No Brasil mergulhado na maior crise econômica de sua história contemporânea, um professor universitário de 61 anos, desempregado há cinco meses, cria um cartão de visitas único e, de terno, vai às ruas pedir uma oportunidade de trabalho aos motoristas parados nos semáforos da agitada São Paulo. Contrariando todos os prognósticos, em apenas um mês, recebe 10 propostas de emprego e, exatamente 30 dias depois da entrega dos primeiros 250 cartões, recomeça como gerente-geral de uma empresa do setor de saúde.  

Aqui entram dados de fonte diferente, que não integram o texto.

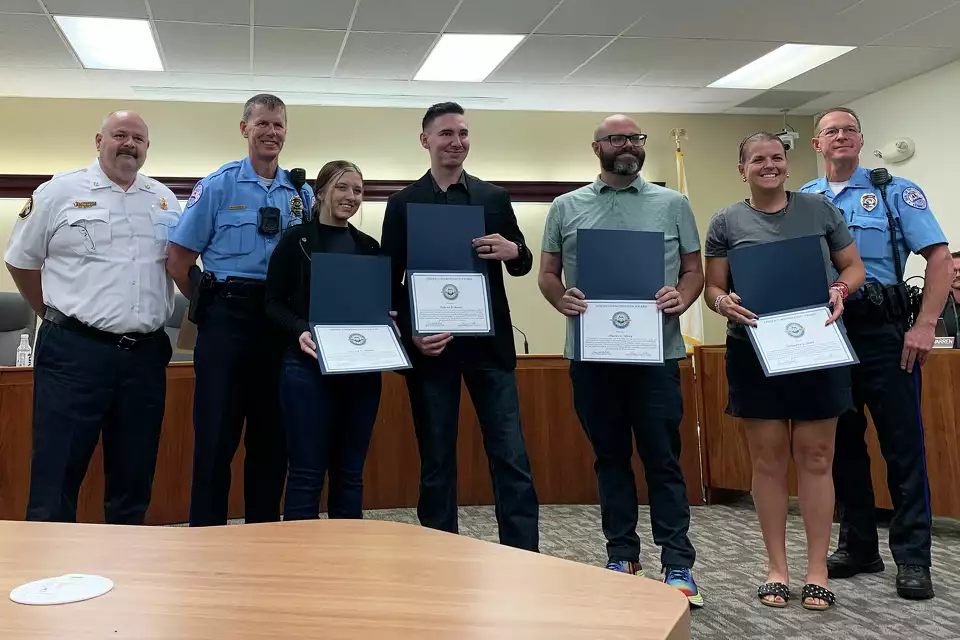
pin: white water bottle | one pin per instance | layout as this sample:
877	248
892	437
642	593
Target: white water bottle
24	353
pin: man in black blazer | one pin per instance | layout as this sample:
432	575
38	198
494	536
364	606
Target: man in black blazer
486	364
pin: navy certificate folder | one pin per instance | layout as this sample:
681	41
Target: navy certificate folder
617	264
439	237
780	276
349	289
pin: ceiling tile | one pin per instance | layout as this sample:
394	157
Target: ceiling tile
595	17
547	58
306	14
404	16
99	8
20	6
871	68
205	48
938	30
31	41
210	11
383	55
668	62
293	52
500	16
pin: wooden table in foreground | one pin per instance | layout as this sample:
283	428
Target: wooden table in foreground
727	459
322	579
560	455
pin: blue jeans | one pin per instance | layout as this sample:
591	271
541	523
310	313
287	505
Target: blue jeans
435	401
329	421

Paulistano, casado, um filho já adulto, Jair da Silva estava na batalha pela recolocação havia cinco meses, quando teve um insight: em vez de disparar centenas de currículos, pagar para empresas especializadas ou correr atrás de contatos que mal lhe respondiam, por que não pedir uma oportunidade direto para quem decide, sem intermediários?

A ideia não era nova. A grande sacada foi “como”Jair a colocou em prática.

Ex-encarregado de setor no Grupo Pão de Açúcar, ex-coordenador de Ensino na Fundação Armando Alvares Penteado (Faap) e ex-analista de Implantação e Processos no Banco Panamericano, com mais de 20 anos de experiência no Ensino Superior, Jair investiu R$ 39,00 para criar 1.000 cartões como este:

E escolheu o Largo da Batata, em Pinheiros, para fazer valer o investimento. Minha mulher, Elisa, foi uma das 250 pessoas que receberam o cartão em 29 de agosto – único dia em que Jair saiu para a rua.

Contei essa história aqui no Pulse, em forma de reportagem, depois de entrar em contato com o Jair: Quem é o professor universitário que distribui este cartão nos semáforos de SP.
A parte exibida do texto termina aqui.